- Citizenship: United States
- Education: Oberlin College (BA); University of California, San Diego; (PhD)
- Known for: mCherry
- Scientific career
- Fields: Biochemistry
- Institutions: University of California, San Diego; Scintillon Institute;
- Thesis: Engineering novel fluorescent proteins (2006)
- Doctoral advisor: Roger Tsien
- Website: biosensors.ucsd.edu

= Nathan Shaner =

Neuroscientist and biologist

Nathan Shaner is a researcher in the field of neuroscience and biotechnology, known for his contributions to the development of fluorescent proteins and optogenetic tools. Using directed evolution, he has created fluorescent proteins, including mNeonGreen, mCherry, and dTomato. Shaner discovers new, naturally occurring bioluminescent and fluorescent molecules, and engineers improved variants for biological research applications, such as imaging. He is part of the bioluminescence hub, a research group dedicated to applying bioluminescent probes to neuroscience and optogenetics.

Shaner's recent work includes engineering photoactivatable fluorescent proteins, and creating bioluminescent proteins that fluorescence resonance energy transfer (FRET) with fluorescent proteins. He currently holds the title of Associate Adjunct Professor in Neurosciences at the University of California San Diego.

== Education and early career==

As an undergraduate at Oberlin College, he studied physics and music composition. After graduating from Oberlin in 1999, he was admitted into Princeton's physics graduate program, but left when he realized he did not want to continue in that field. As an assistant in the University of Pennsylvania labs of cell biologists Joseph and Jean Sanger, Shaner learned about tissue culture and microscopy, and had his first experiences with fluorescent proteins.

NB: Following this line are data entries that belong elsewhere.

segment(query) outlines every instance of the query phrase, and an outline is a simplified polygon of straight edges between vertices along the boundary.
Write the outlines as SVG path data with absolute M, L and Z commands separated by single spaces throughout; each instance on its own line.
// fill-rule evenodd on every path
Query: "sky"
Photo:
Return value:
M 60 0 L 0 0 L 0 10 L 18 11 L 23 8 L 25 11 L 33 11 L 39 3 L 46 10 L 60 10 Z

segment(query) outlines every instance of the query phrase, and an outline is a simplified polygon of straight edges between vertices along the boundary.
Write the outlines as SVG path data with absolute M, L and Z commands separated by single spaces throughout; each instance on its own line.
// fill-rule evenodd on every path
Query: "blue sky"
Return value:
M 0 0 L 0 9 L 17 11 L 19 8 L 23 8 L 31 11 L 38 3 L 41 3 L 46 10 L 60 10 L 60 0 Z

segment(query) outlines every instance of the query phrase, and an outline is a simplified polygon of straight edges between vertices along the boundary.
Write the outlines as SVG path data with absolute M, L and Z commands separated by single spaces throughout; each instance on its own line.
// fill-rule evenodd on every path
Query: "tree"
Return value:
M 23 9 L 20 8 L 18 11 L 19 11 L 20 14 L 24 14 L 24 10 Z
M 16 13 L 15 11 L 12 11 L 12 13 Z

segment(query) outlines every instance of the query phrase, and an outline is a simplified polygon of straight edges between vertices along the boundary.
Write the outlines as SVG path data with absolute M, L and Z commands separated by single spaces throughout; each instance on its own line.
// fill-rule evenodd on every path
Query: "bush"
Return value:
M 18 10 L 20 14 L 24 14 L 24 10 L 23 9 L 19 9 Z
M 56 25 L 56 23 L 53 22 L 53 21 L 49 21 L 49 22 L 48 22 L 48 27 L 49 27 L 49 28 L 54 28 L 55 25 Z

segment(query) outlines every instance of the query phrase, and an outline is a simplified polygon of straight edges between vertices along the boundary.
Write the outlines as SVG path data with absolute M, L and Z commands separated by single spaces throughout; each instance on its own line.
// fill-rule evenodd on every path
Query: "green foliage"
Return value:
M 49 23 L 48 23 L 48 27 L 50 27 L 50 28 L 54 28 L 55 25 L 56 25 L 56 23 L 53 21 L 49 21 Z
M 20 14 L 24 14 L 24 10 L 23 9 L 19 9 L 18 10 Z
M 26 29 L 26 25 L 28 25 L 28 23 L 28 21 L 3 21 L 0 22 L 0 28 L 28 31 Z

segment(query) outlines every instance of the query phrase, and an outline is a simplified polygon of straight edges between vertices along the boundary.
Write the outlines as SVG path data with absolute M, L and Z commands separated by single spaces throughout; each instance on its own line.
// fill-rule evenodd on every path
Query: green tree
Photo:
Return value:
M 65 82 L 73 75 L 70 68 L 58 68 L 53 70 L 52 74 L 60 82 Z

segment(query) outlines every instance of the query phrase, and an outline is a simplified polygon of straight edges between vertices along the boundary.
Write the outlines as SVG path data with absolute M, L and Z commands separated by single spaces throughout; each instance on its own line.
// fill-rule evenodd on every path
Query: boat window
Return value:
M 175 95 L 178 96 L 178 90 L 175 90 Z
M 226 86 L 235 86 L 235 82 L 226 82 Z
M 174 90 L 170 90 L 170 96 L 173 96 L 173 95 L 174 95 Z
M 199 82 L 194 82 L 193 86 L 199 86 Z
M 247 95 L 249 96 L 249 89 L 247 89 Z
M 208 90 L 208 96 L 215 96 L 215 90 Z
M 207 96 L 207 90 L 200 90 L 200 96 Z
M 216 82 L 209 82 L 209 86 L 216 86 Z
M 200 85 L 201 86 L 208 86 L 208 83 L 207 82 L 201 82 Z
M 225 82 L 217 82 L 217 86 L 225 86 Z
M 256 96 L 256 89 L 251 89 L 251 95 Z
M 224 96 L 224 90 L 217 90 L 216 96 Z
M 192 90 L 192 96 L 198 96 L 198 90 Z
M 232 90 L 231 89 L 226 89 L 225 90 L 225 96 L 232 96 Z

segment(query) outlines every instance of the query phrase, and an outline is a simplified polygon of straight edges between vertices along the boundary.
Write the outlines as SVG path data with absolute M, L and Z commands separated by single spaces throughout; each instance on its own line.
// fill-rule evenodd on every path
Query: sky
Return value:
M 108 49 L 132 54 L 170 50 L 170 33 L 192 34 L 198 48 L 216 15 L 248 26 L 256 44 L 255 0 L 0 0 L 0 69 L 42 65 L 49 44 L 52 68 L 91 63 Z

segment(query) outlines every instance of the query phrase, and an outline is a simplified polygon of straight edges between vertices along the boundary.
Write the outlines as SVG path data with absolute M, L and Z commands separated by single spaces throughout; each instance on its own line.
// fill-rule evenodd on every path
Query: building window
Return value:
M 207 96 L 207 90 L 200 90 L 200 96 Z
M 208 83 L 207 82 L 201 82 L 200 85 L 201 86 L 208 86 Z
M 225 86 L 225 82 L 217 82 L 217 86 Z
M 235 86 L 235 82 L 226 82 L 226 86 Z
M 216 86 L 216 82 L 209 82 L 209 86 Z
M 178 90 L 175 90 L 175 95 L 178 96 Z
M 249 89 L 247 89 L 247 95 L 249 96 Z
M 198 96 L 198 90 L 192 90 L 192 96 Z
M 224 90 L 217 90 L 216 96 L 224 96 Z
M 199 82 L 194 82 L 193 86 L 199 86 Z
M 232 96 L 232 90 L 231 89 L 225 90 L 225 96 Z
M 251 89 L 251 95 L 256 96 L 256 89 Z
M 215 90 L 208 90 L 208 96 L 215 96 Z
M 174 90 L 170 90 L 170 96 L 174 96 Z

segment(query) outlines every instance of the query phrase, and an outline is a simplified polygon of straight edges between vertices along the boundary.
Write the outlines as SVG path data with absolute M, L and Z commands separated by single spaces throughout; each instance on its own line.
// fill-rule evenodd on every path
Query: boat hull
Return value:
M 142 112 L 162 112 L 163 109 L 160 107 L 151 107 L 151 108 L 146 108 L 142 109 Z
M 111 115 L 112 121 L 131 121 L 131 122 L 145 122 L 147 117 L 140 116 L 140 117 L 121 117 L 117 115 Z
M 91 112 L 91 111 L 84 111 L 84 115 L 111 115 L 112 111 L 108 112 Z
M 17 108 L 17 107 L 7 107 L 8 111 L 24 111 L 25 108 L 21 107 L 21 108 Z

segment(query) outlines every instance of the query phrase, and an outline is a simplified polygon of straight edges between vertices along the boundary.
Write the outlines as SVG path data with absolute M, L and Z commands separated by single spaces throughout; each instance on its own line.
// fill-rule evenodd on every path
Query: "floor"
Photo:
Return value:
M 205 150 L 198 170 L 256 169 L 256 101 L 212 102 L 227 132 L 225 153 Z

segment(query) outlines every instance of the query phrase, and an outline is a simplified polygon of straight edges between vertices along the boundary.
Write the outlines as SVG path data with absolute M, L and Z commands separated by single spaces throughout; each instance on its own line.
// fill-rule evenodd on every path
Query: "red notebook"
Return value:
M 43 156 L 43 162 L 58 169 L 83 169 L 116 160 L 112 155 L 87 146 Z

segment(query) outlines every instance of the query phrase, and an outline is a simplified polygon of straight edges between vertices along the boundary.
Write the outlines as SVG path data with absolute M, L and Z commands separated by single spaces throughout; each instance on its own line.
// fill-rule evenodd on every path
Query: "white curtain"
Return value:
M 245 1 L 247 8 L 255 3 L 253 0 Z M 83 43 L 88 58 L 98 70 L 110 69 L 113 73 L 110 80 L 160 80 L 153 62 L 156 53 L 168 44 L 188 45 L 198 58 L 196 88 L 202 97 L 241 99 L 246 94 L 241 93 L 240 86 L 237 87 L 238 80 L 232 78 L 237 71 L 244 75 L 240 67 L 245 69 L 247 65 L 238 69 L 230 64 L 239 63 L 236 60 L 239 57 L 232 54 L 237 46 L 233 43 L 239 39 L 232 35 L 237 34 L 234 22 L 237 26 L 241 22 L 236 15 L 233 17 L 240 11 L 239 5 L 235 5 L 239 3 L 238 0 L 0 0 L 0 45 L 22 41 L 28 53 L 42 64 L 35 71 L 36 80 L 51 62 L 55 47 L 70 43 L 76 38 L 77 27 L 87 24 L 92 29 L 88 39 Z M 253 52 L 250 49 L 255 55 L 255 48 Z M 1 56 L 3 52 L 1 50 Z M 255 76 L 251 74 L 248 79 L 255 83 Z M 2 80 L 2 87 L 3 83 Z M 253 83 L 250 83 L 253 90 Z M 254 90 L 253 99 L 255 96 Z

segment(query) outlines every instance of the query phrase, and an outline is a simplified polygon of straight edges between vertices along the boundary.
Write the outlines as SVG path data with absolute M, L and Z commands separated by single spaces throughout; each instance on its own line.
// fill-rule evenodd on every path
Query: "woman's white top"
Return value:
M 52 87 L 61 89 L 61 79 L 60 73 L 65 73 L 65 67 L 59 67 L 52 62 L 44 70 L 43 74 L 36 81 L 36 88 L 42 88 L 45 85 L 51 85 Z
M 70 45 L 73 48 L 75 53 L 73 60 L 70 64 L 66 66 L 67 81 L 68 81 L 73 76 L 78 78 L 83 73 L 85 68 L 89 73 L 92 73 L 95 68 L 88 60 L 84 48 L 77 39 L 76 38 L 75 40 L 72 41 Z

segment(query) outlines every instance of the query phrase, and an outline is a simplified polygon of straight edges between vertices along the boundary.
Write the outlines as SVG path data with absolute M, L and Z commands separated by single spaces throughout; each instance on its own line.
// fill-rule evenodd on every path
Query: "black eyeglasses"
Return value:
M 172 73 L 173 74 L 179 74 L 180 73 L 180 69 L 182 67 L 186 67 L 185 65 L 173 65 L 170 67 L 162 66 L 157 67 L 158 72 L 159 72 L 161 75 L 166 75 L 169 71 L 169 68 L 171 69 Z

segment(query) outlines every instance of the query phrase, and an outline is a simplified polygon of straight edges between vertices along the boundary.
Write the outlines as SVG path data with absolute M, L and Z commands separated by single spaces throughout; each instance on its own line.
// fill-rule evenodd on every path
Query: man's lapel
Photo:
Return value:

Shaner graduated with a Ph.D. in biomedical sciences from the University of California, San Diego in 2006.

== Research and career==

With Nobel laureate Roger Tsien as his advisor, Shaner diversified mRFP1 to create a rainbow of fluorescent proteins including mOrange, dTomato, and mCherry in a 2004 Nature Biotechnology paper for his Ph.D. thesis.

He co-founded the Scintillon research institute in 2012 alongside Jiwu Wang, the CEO of Allele Biotechnology. The institution focuses on antibody development, stem cell line services among other biotechnology-related ventures. Since 2019, Shaner's lab has been located at UC San Diego.

As of October 2023 Shaner has over 15,000 citations.